Mechanistic Quantification of Thermodynamic Stability and Mechanical Strength for Two-Dimensional Transition-Metal Carbides

Recently, two-dimensional (2D) materials with superior mechanical properties, unique electronic structures, and specific functionalities have stimulated considerable interest in designing novel flexible devices and multifunctional nanocomposites. However, high-throughput experiments and calculations, which are desirable for identifying those promising candidates with excellent strengths and flexibilities, remain a great challenge due to their difficulty and complexity. In the present work, a systematic investigation has been performed on the oxygen-functionalized 2D transition-metal carbides M2CO2 (M = Sc, Ti, V, Cr, Y, Zr, Nb, Mo, Hf, Ta, and W) to identify those with excellent thermodynamic stabilities and mechanical behaviors via high-throughput first-principle calculations.

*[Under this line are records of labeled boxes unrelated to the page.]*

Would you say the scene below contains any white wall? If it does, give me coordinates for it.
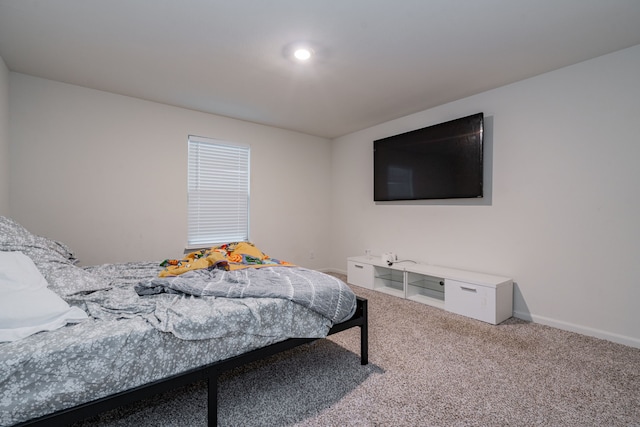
[331,46,640,347]
[8,73,331,268]
[0,57,10,216]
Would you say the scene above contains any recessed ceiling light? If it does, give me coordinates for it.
[293,47,313,61]
[283,42,316,63]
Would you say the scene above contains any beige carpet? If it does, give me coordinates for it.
[78,276,640,427]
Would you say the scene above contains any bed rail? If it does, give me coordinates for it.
[15,297,369,427]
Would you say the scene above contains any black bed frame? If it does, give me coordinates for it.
[16,297,369,427]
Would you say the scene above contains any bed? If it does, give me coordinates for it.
[0,217,368,426]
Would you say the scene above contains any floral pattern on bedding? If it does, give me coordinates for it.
[0,262,331,426]
[0,216,352,426]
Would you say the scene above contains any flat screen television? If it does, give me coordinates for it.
[373,113,484,201]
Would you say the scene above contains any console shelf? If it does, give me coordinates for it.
[347,256,513,325]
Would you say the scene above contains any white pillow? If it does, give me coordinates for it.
[0,251,88,342]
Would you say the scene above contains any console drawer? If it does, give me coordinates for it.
[444,279,498,325]
[347,261,373,289]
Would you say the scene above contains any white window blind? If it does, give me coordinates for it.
[187,136,250,248]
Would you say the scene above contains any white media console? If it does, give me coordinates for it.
[347,256,513,325]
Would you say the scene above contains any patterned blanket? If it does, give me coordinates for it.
[135,266,356,323]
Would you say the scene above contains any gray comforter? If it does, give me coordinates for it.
[136,266,356,323]
[0,216,355,426]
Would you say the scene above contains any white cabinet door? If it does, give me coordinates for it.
[444,279,496,325]
[347,261,373,289]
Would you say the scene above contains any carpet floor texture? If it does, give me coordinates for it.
[74,275,640,427]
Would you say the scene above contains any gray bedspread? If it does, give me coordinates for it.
[0,217,355,426]
[136,266,356,323]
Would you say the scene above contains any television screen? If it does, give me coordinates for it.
[373,113,484,201]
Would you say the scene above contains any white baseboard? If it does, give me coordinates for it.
[513,311,640,348]
[328,268,640,348]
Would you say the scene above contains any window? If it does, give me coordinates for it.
[187,136,250,248]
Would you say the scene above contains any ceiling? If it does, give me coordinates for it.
[0,0,640,138]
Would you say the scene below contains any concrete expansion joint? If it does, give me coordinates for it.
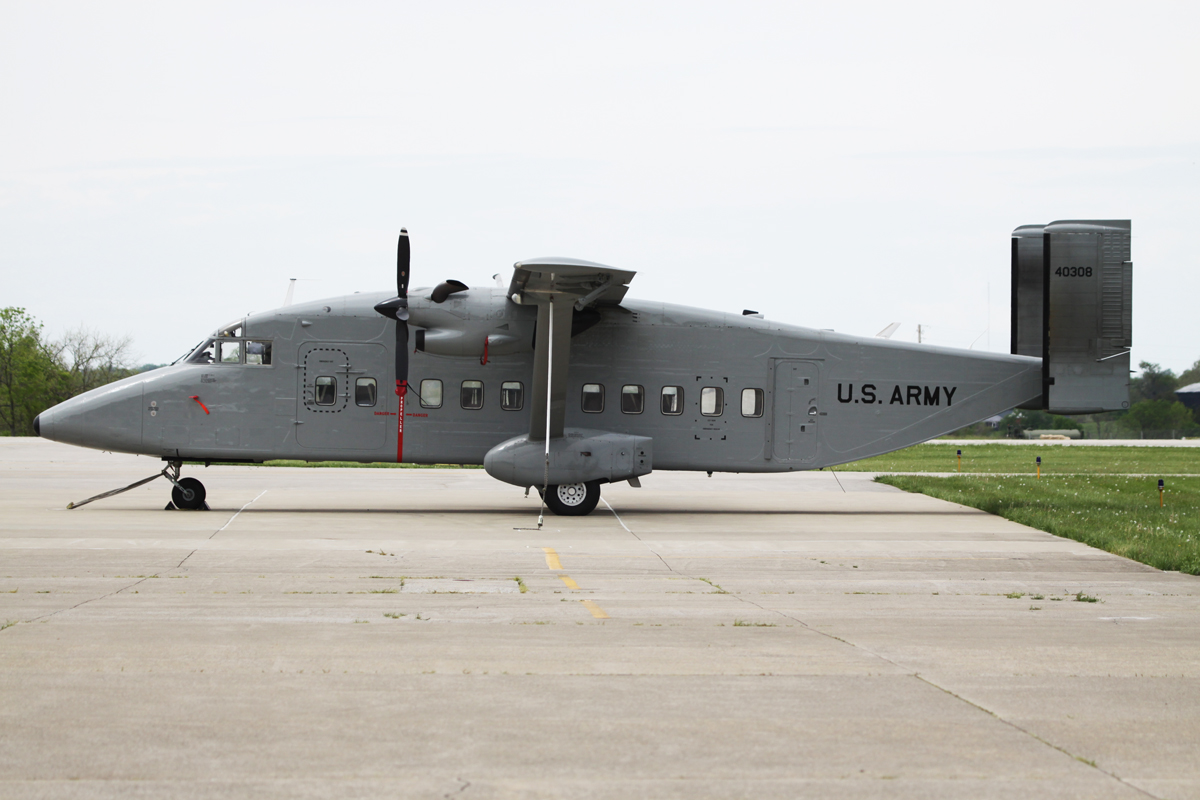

Our results suggest that the position and bonding/antibonding character of metallic d-band electrons play a vital role in stabilizing M2CO2, whose formation energy is below 0.2 eV/atom, a generally considered threshold observed for freestanding 2D materials, except for Sc2CO2, Y2CO2, and Cr2CO2. The synthetic effect from the surface stacking geometry and the delocalization character of d electrons provides a mechanistic quantification for periodic variation of elastic moduli and ideal strengths for M2CO2, whereas the strain-induced premature dynamic instabilities in different modes may intrinsically limit their achievable strengths, e.g., zone-center optical phonon instability for Hf2CO2 versus elastic instability for W2CO2. Detailed electronic structure analyses reveal that strong M–C bonds endow M2CO2 with excellent in-plane mechanical strengths but the appearance of different phonon instabilities when M changes from group IVB to group VIB may be attributed to the different filling characters of specific metal-dxz orbital or metal-dz2 orbital. These findings resolve an apparent discrepancy for the preferred adsorption sites of the functional group and shed a novel view on the electronic origin of distinct mechanical strengths and flexibilities observed for different M2CO2.